“Something Substantial and Worthy”: Intersectionality in the French-Language Diaries of Mary Church Terrell

Monday, January 5, 2015: 12:00 PM
Riverside Suite (Sheraton New York)
Jennifer M. Wilks, University of Texas at Austin
Before Mary Church Terrell (1863-1954) was a noted black clubwoman, she was Mary Eliza Church, precocious linguist and aspiring writer. In August 1888, the latter began keeping a journal to chart her progress in speaking and writing French.  Begun in Paris, France, at the beginning of Church’s extended, unchaperoned stay in Europe and concluded in Lausanne, Switzerland, the diaries record the cultural, emotional, and political growth that shaped her interest in women’s writing, prompted her eventual return to the United States, and culminated in her engagement in social activism.
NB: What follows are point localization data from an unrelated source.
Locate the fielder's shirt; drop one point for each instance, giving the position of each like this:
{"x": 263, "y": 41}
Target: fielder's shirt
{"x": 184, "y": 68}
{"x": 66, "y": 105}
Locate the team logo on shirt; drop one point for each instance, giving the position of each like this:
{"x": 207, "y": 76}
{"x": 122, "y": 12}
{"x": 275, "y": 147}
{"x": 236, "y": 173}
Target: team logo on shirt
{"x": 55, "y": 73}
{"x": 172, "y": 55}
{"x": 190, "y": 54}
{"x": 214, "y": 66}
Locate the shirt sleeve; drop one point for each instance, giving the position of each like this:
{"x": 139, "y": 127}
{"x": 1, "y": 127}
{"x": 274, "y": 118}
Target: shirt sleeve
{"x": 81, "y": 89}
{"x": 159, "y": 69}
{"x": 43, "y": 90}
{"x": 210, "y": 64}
This paper will explore how Church, in her “racialized private text” (to borrow from literary historian Lois Brown), wrestled with the expectations and responsibilities that attended her status as an African-American bourgeoise. With startling candor, the diaries reveal that the categories of gender, race, and class cannot be viewed independently when studying Church’s young-adult life but must, as Kimberlé Crenshaw argues, be considered intersectionally. Only then can one begin to understand the apparent contradictions in the diaries, the shifts between reiterations of 19th-century gender conventions and glimpses of 20th-century social changes. Likewise, Church’s French-language journals suggest that the same privilege that opened up the world to her may have impeded her dreams of being a creative writer. In one of the final entries, Church writes that she “must do something substantial and worthy to merit all the rare and beneficial opportunities that the good Lord has given” her. Buffeted between respectability, responsibility, and opportunity, Church ultimately prioritized being of service to her gender and race in discernible, immediate ways and returned home after wrapping up her European sojourn with stays in Berlin and Florence. The study of “racialized private texts,” then, must extend not only across sites and genres but also across languages and social categories.